An ambush on a police patrol in northern Burkina Faso on Monday left four people dead, three of them officers, police said.
The attack, carried out in the morning by unidentified gunmen, killed a police lieutenant, two sergeants and a civilian, a police statement said.
Another five people were wounded, the statement added, without saying if they were police officers or civilians, reports BSS.
Monday’s attack happened on the Pissila-Gibga axis of the Sanmatenga province, in the West African country’s Centre-Nord region.
An attack on last Tuesday killed three soldiers from a detachment at Kelbo, in the farther north Soum province, in the Sahel region bordering Mali.
Burkina Faso, which shares a border with Mali and Niger, is caught up in an Islamist insurgency in which repeated attacks have claimed 750 lives since 2015.

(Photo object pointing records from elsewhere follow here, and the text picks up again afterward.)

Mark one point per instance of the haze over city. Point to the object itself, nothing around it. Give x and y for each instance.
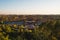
(29, 6)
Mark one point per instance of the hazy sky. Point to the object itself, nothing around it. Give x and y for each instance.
(34, 6)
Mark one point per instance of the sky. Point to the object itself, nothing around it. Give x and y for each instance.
(30, 6)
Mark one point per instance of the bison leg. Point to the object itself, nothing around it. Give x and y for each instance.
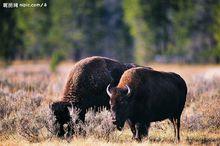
(173, 120)
(141, 130)
(178, 129)
(61, 131)
(132, 127)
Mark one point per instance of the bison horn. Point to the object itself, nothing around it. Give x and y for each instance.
(108, 91)
(129, 90)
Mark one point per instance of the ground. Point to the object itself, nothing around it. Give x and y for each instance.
(26, 90)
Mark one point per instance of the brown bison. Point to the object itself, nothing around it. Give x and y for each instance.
(85, 88)
(143, 96)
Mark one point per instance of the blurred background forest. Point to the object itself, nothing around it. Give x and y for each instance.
(186, 31)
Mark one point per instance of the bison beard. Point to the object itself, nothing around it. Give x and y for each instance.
(154, 96)
(85, 87)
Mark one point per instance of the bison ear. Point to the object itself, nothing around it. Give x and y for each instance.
(128, 91)
(108, 91)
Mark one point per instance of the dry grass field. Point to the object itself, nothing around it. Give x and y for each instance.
(26, 89)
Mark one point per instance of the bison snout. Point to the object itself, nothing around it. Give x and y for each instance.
(114, 122)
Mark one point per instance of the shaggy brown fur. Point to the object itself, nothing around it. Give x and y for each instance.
(153, 96)
(85, 87)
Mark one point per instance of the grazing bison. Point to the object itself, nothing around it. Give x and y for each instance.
(85, 87)
(143, 96)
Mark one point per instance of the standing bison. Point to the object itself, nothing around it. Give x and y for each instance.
(143, 96)
(85, 88)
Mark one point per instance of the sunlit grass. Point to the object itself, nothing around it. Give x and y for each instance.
(30, 88)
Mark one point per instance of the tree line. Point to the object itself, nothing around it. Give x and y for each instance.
(128, 30)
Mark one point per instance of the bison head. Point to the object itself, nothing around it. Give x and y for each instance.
(120, 104)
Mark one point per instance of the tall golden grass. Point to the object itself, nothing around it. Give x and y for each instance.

Under-equipped and poorly trained, the country’s security forces have not been able to counter the deadly raids in their territory, despite the help of foreign soldiers, notably French troops.
According to UN figures, the jihadist attacks in Mali, Niger and Burkina Faso killed 4,000 people in 2019 and caused an unprecedented humanitarian crisis.
The attacks have forced more than 770,000 people to flee their homes, 20,000 of them schoolchildren, according to the Burkinabe authorities.